In the midst of it man fulfils his Earth-existence. He partakes in the germinating life as well as in the dead and dying. From the dead he derives the forces of his thought. In the past, when the forces of his thought were coming forth from the still living macrocosm, they did not provide the foundation for self-conscious humanity. They lived, as growth forces, in a human being who did not yet possess self-consciousness. For themselves, the forces of thought must not have life of their own if they are to provide a basis for the free self-consciousness of man. With the macrocosm whose life has gone out, they for themselves must be the dead shadows of what once was living in the primeval Cosmos.

On the other side man shares in the germinating life of the Earth, from which he has the forces of his will. These forces are indeed life itself, but with his self-consciousness man does not take part in their real nature. Deep down within the human being they radiate into the shadows of his thought. The shadows of thought flow through them, and in the flowing of free thought as it unfolds within the germinating earthly nature, the full and free human self-consciousness enters into man during this age of the Spiritual Soul.

The past throwing its shadows, the future fraught with the germs of a new reality meet in the human being; and their meeting constitutes the human life of present time.

That these things are so, is clearly revealed to the consciousness of the seer the moment he enters that spirit-region which immediately adjoins the physical and in which the active presence of Michael is found.

The life of all this earthly realm becomes clear and transparent when we feel at its foundation the germ of a new Universe. Every single plant and stone appears in a new light to the soul of man when he becomes aware that each of these creations is contributing by its life or by its form to this great fact: that the Earth in its unity is an embryo — the seed of a macrocosm newly rising into life.

One should but try to make the thought of these things fully living in oneself, and one will feel how much it may signify for the human heart and mind.

(January, 1925)

Further Leading Thoughts issued from the Goetheanum for the Anthroposophical Society (in connection with the foregoing study: What is the Earth in reality within the Macrocosm?)
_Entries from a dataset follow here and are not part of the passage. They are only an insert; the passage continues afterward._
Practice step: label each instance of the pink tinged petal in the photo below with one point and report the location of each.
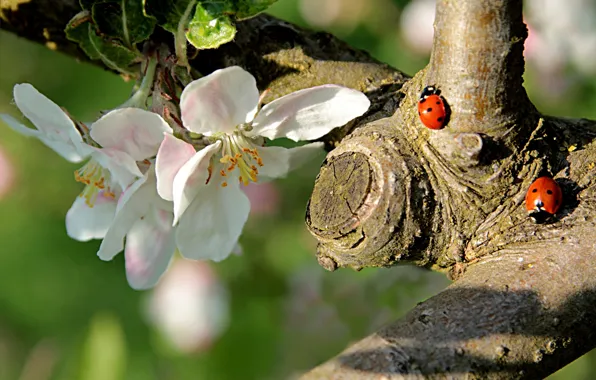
(84, 223)
(278, 161)
(46, 115)
(310, 113)
(210, 228)
(65, 148)
(172, 154)
(150, 245)
(191, 179)
(131, 130)
(220, 101)
(7, 173)
(122, 167)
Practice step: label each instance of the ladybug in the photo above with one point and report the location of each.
(543, 199)
(432, 108)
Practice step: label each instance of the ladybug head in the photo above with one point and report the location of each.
(428, 91)
(539, 216)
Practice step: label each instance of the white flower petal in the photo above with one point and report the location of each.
(84, 223)
(150, 245)
(172, 154)
(191, 178)
(220, 101)
(132, 205)
(122, 167)
(136, 202)
(65, 148)
(46, 115)
(211, 226)
(19, 127)
(310, 113)
(131, 130)
(278, 161)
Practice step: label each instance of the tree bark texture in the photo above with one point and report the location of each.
(392, 191)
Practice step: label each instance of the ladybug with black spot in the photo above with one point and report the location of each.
(543, 199)
(432, 108)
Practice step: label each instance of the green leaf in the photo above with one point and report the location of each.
(248, 8)
(113, 54)
(88, 4)
(123, 19)
(174, 16)
(210, 25)
(169, 13)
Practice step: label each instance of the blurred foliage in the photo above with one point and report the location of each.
(64, 314)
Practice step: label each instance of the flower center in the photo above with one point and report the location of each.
(240, 152)
(97, 180)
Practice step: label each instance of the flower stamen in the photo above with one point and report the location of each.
(96, 179)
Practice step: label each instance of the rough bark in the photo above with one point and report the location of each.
(522, 305)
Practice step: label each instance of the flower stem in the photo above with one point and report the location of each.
(139, 99)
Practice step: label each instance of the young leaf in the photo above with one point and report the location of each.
(87, 4)
(113, 55)
(77, 30)
(210, 25)
(169, 13)
(249, 8)
(123, 19)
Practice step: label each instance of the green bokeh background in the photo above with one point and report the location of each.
(68, 315)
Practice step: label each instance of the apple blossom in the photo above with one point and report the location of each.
(53, 126)
(209, 208)
(116, 201)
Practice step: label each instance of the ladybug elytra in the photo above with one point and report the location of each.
(432, 109)
(544, 197)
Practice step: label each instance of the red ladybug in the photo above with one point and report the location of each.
(543, 197)
(432, 109)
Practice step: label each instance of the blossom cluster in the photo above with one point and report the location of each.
(152, 188)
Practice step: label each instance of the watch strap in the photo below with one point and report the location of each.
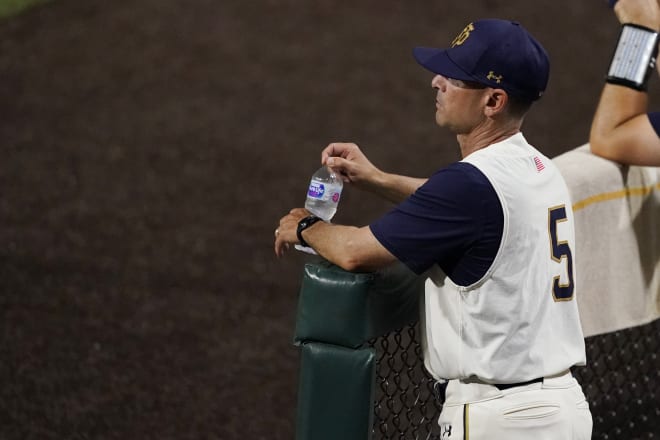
(304, 224)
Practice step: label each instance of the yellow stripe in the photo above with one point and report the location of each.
(466, 422)
(604, 197)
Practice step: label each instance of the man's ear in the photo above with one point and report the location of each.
(496, 102)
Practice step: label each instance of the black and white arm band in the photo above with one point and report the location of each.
(634, 57)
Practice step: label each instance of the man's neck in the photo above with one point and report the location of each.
(482, 137)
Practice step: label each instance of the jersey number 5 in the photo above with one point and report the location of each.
(560, 250)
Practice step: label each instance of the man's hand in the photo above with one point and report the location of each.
(350, 162)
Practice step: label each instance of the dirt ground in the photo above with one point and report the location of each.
(150, 148)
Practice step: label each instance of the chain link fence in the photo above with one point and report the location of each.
(621, 382)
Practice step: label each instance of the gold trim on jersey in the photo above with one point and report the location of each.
(613, 195)
(466, 421)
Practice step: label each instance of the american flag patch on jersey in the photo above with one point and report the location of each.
(539, 164)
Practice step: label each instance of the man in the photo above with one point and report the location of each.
(494, 235)
(622, 130)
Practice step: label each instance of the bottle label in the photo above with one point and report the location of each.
(316, 190)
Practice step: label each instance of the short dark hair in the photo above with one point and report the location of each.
(517, 106)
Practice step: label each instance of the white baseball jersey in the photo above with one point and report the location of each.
(520, 320)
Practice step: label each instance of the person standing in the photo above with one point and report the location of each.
(622, 129)
(493, 234)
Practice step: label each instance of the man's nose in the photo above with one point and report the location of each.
(439, 82)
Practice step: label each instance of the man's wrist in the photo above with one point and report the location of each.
(634, 57)
(303, 224)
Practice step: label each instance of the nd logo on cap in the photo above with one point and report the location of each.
(464, 35)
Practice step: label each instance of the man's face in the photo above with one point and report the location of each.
(459, 104)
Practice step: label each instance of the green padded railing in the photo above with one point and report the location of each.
(338, 312)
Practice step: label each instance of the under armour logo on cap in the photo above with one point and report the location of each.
(496, 53)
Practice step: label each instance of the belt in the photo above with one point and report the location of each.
(506, 386)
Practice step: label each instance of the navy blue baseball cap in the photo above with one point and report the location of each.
(495, 53)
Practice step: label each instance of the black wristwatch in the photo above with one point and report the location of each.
(304, 224)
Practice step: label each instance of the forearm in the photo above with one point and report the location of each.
(349, 247)
(621, 130)
(617, 105)
(394, 187)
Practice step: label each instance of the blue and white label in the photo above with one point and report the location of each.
(316, 190)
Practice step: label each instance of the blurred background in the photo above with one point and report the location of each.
(150, 148)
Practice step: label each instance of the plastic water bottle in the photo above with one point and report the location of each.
(323, 193)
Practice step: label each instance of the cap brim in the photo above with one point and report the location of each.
(438, 61)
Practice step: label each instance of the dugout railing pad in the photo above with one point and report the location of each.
(338, 312)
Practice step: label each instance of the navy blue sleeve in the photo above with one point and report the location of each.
(654, 117)
(455, 220)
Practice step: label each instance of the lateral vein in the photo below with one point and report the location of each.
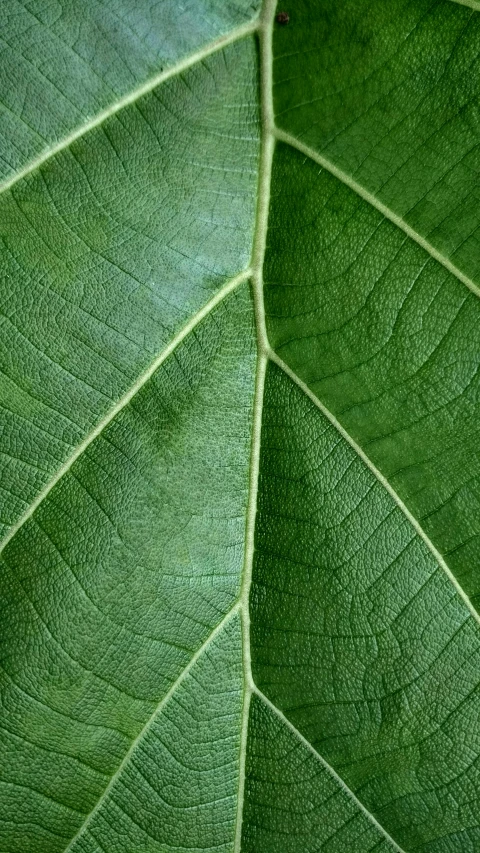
(151, 720)
(380, 477)
(127, 397)
(375, 202)
(327, 767)
(135, 95)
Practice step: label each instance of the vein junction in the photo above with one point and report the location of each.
(264, 29)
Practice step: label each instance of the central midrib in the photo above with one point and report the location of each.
(269, 133)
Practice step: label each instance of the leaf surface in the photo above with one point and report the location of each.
(239, 427)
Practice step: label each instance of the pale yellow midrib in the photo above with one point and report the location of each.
(270, 132)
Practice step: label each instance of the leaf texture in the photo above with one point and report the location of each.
(239, 427)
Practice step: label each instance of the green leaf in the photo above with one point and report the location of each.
(239, 408)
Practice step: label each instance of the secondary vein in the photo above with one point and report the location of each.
(150, 721)
(120, 404)
(366, 459)
(375, 202)
(130, 98)
(329, 768)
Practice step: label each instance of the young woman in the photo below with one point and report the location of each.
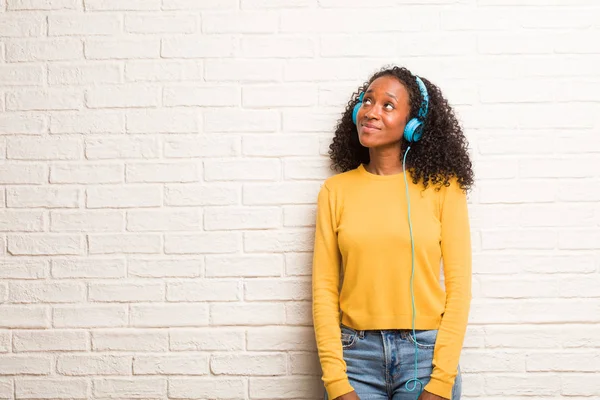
(385, 325)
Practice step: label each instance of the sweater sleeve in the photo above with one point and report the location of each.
(325, 292)
(456, 255)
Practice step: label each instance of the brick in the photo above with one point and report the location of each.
(121, 49)
(240, 22)
(263, 364)
(21, 75)
(207, 96)
(184, 388)
(51, 388)
(251, 70)
(163, 120)
(45, 99)
(22, 124)
(281, 193)
(169, 315)
(207, 339)
(517, 192)
(242, 170)
(157, 268)
(285, 387)
(51, 340)
(309, 169)
(81, 365)
(45, 244)
(228, 218)
(86, 122)
(298, 313)
(44, 50)
(38, 292)
(117, 148)
(160, 24)
(196, 364)
(162, 172)
(133, 388)
(267, 4)
(22, 26)
(250, 265)
(277, 289)
(204, 290)
(86, 221)
(43, 5)
(530, 239)
(281, 339)
(579, 239)
(23, 173)
(130, 340)
(123, 196)
(164, 70)
(83, 74)
(241, 121)
(247, 314)
(90, 316)
(117, 5)
(126, 292)
(276, 46)
(201, 146)
(66, 25)
(123, 96)
(49, 197)
(308, 121)
(197, 47)
(322, 70)
(44, 149)
(25, 365)
(124, 243)
(7, 388)
(87, 173)
(24, 317)
(279, 96)
(282, 145)
(88, 268)
(161, 220)
(23, 269)
(200, 243)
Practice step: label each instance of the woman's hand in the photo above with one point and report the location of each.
(348, 396)
(430, 396)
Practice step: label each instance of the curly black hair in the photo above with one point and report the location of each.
(440, 155)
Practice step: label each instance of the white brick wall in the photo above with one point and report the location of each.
(160, 160)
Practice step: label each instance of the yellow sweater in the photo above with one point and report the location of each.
(362, 227)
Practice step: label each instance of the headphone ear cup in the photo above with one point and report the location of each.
(413, 130)
(357, 106)
(355, 111)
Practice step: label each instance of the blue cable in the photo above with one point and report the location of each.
(415, 381)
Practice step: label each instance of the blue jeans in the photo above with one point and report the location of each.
(380, 362)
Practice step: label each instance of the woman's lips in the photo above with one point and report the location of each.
(368, 128)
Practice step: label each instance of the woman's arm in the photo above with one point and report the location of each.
(325, 288)
(456, 255)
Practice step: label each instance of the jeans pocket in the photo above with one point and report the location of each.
(349, 337)
(457, 388)
(423, 339)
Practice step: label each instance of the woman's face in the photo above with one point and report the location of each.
(383, 114)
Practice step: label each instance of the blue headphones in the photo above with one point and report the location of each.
(414, 128)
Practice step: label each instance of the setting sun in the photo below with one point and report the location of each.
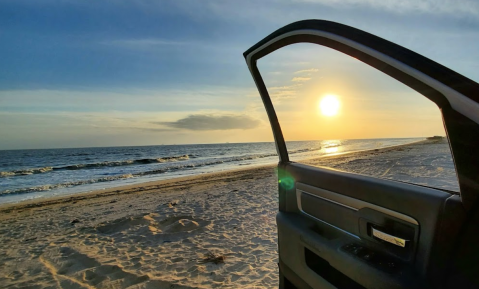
(329, 105)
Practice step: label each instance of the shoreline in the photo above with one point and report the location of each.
(149, 187)
(156, 234)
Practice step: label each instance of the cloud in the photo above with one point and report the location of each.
(453, 7)
(311, 70)
(144, 43)
(213, 122)
(300, 79)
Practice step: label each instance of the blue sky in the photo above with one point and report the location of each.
(103, 73)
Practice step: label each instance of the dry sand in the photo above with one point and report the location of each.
(153, 235)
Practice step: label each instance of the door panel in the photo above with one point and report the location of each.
(343, 208)
(345, 230)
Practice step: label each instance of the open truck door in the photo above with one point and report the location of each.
(344, 230)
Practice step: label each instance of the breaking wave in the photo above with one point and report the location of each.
(94, 165)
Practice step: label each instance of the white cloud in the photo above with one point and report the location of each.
(145, 43)
(300, 79)
(214, 122)
(311, 70)
(453, 7)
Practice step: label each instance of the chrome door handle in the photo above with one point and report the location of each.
(389, 238)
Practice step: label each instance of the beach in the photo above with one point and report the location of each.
(156, 234)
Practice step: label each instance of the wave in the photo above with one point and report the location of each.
(139, 174)
(304, 150)
(186, 166)
(26, 172)
(63, 185)
(94, 165)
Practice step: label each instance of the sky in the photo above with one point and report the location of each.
(118, 73)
153. In the beginning of the age of the Spiritual Soul, it became the custom to turn attention to the physically spatial greatness of the Universe. Impressed above all by this immensity of physical appearance, men speak of the Earth as a mere speck of dust within the Universe.

154. To the consciousness of the seer this ‘speck of dust,’ the Earth, is revealed as the germ and beginning of a new-rising Macrocosm, while the old Macrocosm appears as a thing whose life has died away. For the old Macrocosm had to die, that man might sever himself from it with full Self-consciousness.

155. In the cosmic present, man partakes with the Thought forces that make him free, in the dead Macrocosm; and with the Will-forces, whose essence is concealed from him, in the germinating of this Earth-existence — the Macrocosm newly springing into life.